Nadie llegó anoche a la Heineken para escuchar History of modern, el inevitable (y poco relevante) regreso discográfico de OMD, pero la sucesión de sus piezas clásicas generó una excitación colectiva que por momentos bordeaba la euforia. El cantante Andy McCluskey y el teclista Paul Humphreys han superado ya el medio siglo de edad y a buen seguro no volverán a escribir nada tan relevante como Organisation (1980) o Architecture & morality (1981), pero la reacción en la pista era tan cómplice y desaforada que se miraban de soslayo como sin acabárselo de creer. Solo les faltó pedir permiso para llamar a sus familias.

Estribillos contagiosos

OMD sigue practicando un tecno contagioso, amable. Los estribillos siempre resultan propicios para corear, mientras que los teclados garabatean motivos livianos. La fórmula es recurrente, pero, en estos tiempos de estómagos encogidos, las inyecciones de adrenalina se reciben con fervor. Nadie se tomó a mal que la Heineken presentara un sonido saturado, abigarrado y latoso, con la batería subidísima de volumen y la voz de McCluskey relegada a un murmullo en el que la fonética inglesa quedaba al amparo de la intuición.

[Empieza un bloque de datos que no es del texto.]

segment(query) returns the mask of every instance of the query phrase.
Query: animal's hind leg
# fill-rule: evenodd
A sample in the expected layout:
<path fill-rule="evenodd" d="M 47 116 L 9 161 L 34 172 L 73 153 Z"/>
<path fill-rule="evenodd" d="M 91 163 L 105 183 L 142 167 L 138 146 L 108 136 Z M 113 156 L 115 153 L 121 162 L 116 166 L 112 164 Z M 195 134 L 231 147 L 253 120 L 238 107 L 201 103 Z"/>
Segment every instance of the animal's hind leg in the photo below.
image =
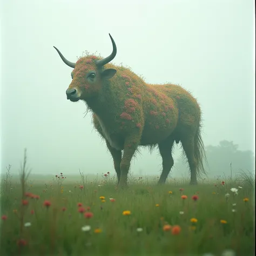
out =
<path fill-rule="evenodd" d="M 190 166 L 191 176 L 190 185 L 197 185 L 197 161 L 194 157 L 194 139 L 193 136 L 183 138 L 181 140 L 183 149 L 187 156 Z"/>
<path fill-rule="evenodd" d="M 160 176 L 158 184 L 161 184 L 165 183 L 168 174 L 173 166 L 174 161 L 172 156 L 173 142 L 174 139 L 169 137 L 167 139 L 158 144 L 158 148 L 163 160 L 163 171 Z"/>
<path fill-rule="evenodd" d="M 120 177 L 121 175 L 121 170 L 120 169 L 120 164 L 122 160 L 122 151 L 117 150 L 116 149 L 111 147 L 109 142 L 106 140 L 106 144 L 109 149 L 109 150 L 111 154 L 112 157 L 114 161 L 114 168 L 117 173 L 117 184 L 119 184 L 120 182 Z"/>

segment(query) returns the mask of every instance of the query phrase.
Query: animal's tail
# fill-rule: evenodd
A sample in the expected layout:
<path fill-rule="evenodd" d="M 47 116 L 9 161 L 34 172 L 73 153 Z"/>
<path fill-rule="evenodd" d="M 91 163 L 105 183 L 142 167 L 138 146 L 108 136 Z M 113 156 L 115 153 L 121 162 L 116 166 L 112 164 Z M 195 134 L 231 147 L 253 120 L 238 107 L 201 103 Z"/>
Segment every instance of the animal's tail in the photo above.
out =
<path fill-rule="evenodd" d="M 194 157 L 198 163 L 197 168 L 197 175 L 201 178 L 201 175 L 204 174 L 207 175 L 204 166 L 204 162 L 207 163 L 206 156 L 204 148 L 204 143 L 201 137 L 201 125 L 200 125 L 194 137 Z"/>

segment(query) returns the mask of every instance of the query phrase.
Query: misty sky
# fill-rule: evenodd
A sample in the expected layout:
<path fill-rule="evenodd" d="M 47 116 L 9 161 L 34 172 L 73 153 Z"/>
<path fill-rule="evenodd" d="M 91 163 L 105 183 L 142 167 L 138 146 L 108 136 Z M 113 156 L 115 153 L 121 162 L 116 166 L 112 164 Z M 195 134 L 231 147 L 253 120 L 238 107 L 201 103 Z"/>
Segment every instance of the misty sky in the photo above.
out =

Los cánticos de la sala atestada hasta límites claustrofóbi-cos se acentuaron con Tesla girls o Radio waves, pero tornaron en apoteosis cuando el mucho más recatado Humphreys, por primera vez en funciones de voz principal, le hincó el diente a Souvenir. McCluskey, expansivo y espasmódico en sus movimientos de peonza, recuperó el mando con la grandilocuente Joan of Arc y el público se postró ya a sus pies.

Faltaba el delirio de Enola Gay. Será añoranza pura, el recuerdo de los vinilos de nuestros hermanos o los movimientos cíclicos de la historia, pero los ochenta nos exaltan. Con sus teclados chillones, los contestadores telefónicos de doble casete y el ordenador Spectrum como obras cumbres del hombre tecnológico.